As an example, he described a conversation he had with one of the young men he was mentoring and how the young man wanted to marry his girlfriend and was about to ask her father for his blessing.

After he finished speaking Dr. Stanley asked him this question: "What if he says no? What if he doesn't give you his blessing?"

To which the young man hung his head sadly and thought for a moment, and then said "Then I would let her go and move on...I love her too much to put her through a lifetime of strife with the man who loved her first."

That
my friends is true love.

That is what Boaz showcased.

That is what I am praying for every single day.

Because I don't love like Boaz...I really don't. I love like most of the other guys in the world where I only show love to get it returned to me.

But when we really think about it, this true love is exactly what Christ shows us every day.

How many times has he shown us love and affection and we turn and stuff it in his face?

How many times have we completely ignored His blessings and turned to cheaper thrills and pleasures?

How many times has He provided for us and expected nothing in return?

The simple answer to these questions is "all the time".

So where do we go from here?

Well, for me, I developed this prayer that I've been praying daily. I'm not saying you should say this prayer, but just that I've been praying it and it goes something like this:

"Lord, give me the strength to love like Boaz. Give me this irrational and absurd love that puts the other person above myself. And finally, please guide me to it, because I don't have it in me...inside I'm broken and ugly, but only through You can I have this love...start the change in me. Amen."

Now here's the kicker: unless we are fully, completely and radically in love with Christ, we can't ever love like this.

Dr. Stanley made this final point that kind of rocked my world: We can't truly love if we don't truly love ourselves.

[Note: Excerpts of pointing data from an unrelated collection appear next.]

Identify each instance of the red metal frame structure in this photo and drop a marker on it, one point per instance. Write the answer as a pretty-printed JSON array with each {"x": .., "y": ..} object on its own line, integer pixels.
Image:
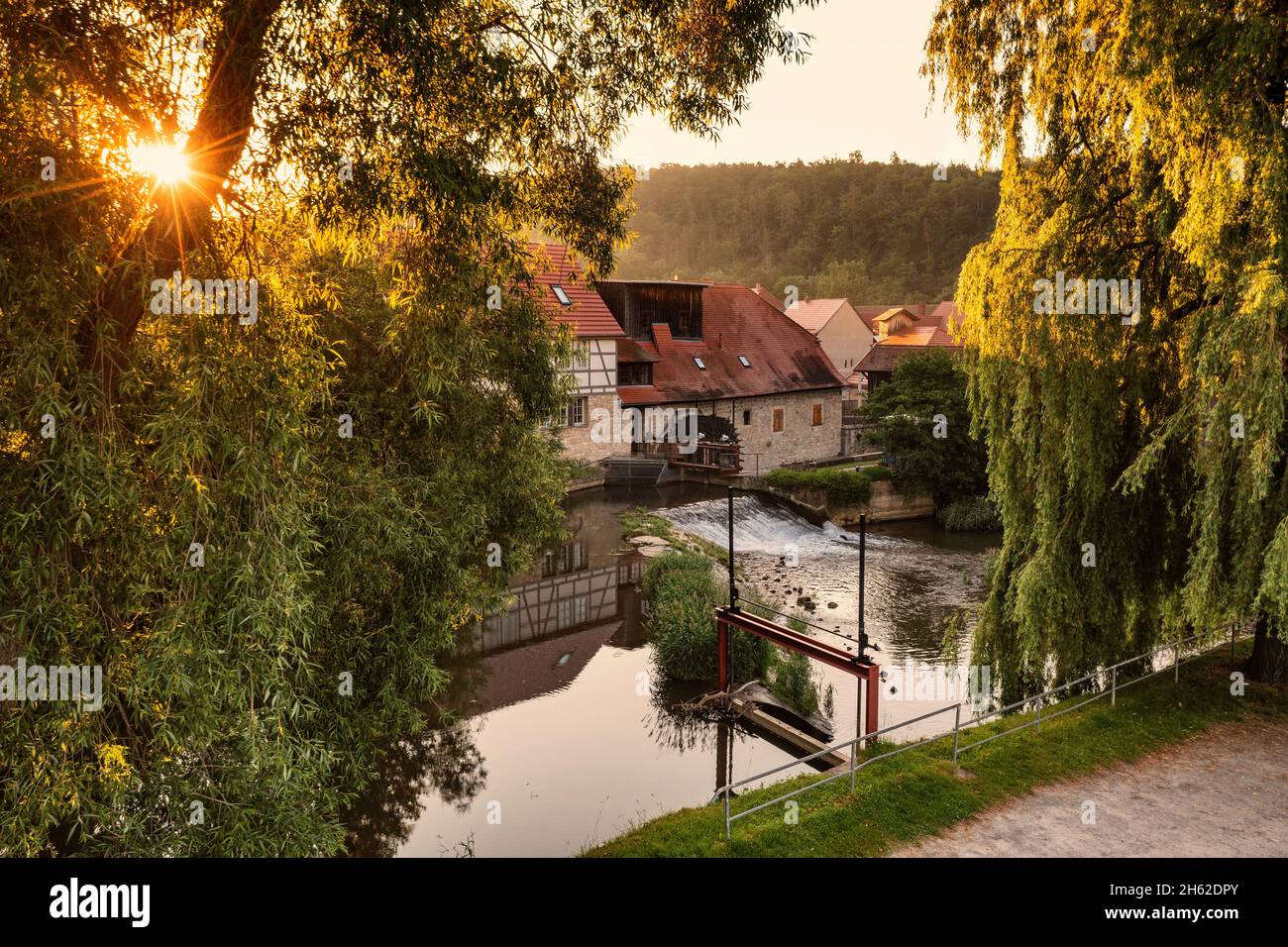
[{"x": 733, "y": 617}]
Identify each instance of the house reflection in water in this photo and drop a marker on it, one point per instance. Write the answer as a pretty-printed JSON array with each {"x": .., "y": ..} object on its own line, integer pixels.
[{"x": 554, "y": 625}]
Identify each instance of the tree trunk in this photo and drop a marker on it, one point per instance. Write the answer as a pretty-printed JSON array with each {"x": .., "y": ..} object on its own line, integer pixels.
[
  {"x": 181, "y": 215},
  {"x": 1269, "y": 660}
]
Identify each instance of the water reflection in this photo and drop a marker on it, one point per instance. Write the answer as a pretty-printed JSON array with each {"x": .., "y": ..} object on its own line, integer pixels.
[{"x": 555, "y": 733}]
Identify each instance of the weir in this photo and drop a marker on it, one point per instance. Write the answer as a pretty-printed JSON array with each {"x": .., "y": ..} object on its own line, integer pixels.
[{"x": 733, "y": 616}]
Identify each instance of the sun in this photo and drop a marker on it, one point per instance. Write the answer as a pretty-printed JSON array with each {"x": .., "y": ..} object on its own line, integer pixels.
[{"x": 163, "y": 161}]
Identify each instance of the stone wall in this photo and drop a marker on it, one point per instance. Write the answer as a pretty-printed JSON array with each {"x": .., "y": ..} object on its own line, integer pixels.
[{"x": 799, "y": 441}]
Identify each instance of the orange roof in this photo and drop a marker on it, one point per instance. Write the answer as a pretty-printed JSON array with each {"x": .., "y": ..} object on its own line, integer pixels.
[
  {"x": 768, "y": 296},
  {"x": 588, "y": 315},
  {"x": 735, "y": 321},
  {"x": 814, "y": 313}
]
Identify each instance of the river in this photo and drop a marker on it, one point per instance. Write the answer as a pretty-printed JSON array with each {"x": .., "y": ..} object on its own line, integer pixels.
[{"x": 563, "y": 735}]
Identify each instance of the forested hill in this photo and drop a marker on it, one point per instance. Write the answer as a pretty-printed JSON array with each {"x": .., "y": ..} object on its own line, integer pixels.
[{"x": 870, "y": 231}]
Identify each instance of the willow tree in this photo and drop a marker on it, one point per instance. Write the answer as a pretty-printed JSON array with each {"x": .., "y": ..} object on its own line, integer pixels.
[
  {"x": 1136, "y": 453},
  {"x": 265, "y": 526}
]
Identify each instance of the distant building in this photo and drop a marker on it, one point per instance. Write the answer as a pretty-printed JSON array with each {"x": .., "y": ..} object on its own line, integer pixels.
[
  {"x": 567, "y": 296},
  {"x": 764, "y": 389},
  {"x": 844, "y": 335},
  {"x": 898, "y": 333}
]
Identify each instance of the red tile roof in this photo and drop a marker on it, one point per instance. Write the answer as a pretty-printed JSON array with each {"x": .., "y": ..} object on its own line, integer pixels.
[
  {"x": 735, "y": 321},
  {"x": 939, "y": 315},
  {"x": 814, "y": 313},
  {"x": 588, "y": 315},
  {"x": 768, "y": 296}
]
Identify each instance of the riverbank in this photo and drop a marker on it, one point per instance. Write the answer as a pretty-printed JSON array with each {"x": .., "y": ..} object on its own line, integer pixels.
[{"x": 917, "y": 793}]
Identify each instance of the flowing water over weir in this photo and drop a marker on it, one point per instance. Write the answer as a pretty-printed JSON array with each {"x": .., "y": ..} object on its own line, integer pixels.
[{"x": 566, "y": 736}]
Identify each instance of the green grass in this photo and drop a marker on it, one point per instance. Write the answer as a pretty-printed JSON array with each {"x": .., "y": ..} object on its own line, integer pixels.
[{"x": 917, "y": 792}]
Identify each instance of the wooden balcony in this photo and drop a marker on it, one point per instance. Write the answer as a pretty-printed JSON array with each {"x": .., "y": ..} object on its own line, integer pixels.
[{"x": 708, "y": 455}]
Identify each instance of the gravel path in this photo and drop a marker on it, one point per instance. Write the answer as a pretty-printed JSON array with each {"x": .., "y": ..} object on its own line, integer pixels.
[{"x": 1224, "y": 792}]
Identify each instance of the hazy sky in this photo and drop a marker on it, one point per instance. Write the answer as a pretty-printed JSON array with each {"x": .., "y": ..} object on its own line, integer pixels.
[{"x": 859, "y": 88}]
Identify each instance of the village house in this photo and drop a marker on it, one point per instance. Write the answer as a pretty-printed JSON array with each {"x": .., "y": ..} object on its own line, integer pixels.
[
  {"x": 565, "y": 292},
  {"x": 763, "y": 388},
  {"x": 838, "y": 329},
  {"x": 900, "y": 333}
]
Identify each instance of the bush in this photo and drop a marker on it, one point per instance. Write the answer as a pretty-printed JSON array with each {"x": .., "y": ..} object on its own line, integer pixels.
[
  {"x": 794, "y": 684},
  {"x": 684, "y": 595},
  {"x": 969, "y": 515}
]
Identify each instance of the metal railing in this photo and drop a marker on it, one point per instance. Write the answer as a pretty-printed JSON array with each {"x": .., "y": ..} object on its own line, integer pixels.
[{"x": 853, "y": 745}]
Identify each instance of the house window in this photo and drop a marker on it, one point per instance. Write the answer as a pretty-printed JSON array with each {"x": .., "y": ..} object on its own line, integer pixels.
[
  {"x": 634, "y": 373},
  {"x": 686, "y": 325}
]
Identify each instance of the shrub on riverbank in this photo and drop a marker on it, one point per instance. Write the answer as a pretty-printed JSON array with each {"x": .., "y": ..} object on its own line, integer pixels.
[
  {"x": 919, "y": 792},
  {"x": 683, "y": 594},
  {"x": 973, "y": 514},
  {"x": 842, "y": 486}
]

The inability to love ourselves shows that our view of God's love for us is skewed. It shows that we don't see ourselves as Christ does, and that shows a deeper problem of not trusting that Christ truly, deeply, and intimately loves us. And as we all know, that unless we are connected to the source of love that is Christ, we can never truly love others.

What does Christ's love do for us?
-drives out fear (1 John 4:18)
-gives us new hope and fills us with joy (Romans 15:13)
-love heals (Psalm 147:3)
-gives us peace that is beyond human understanding (John 14:27)

I don't know about you guys, but I fill the description of a love-starved individual...I don't know why but in my life I've been looking for someone to love me deeply, sincerely and without restraint...and I've been looking in all the wrong places. I can't find it in people...I can't find it in things or thrills or romance or sex...I can only find it in Christ. It wasn't until I received this word from Christ in a dingy hotel room in a forgotten corner of Missouri that I realized just how much I needed Him deeply and completely and I hope it brings some hope and perhaps even some healing to you as well.

"My dear son/daughter, do you not see how I want to love you? How I want to fulfill you? Do you know that I desperately want to fill that need in your heart? I want to build you, to heal you, and to never leave you. I so deeply want to fill you with My love so abundantly that you can't even hold it in. I will NEVER forget you, I will NEVER abandon you, I will NEVER not have time for you and I will NEVER use you. I LOVE YOU my dearest son/daughter. You are the joy of my life."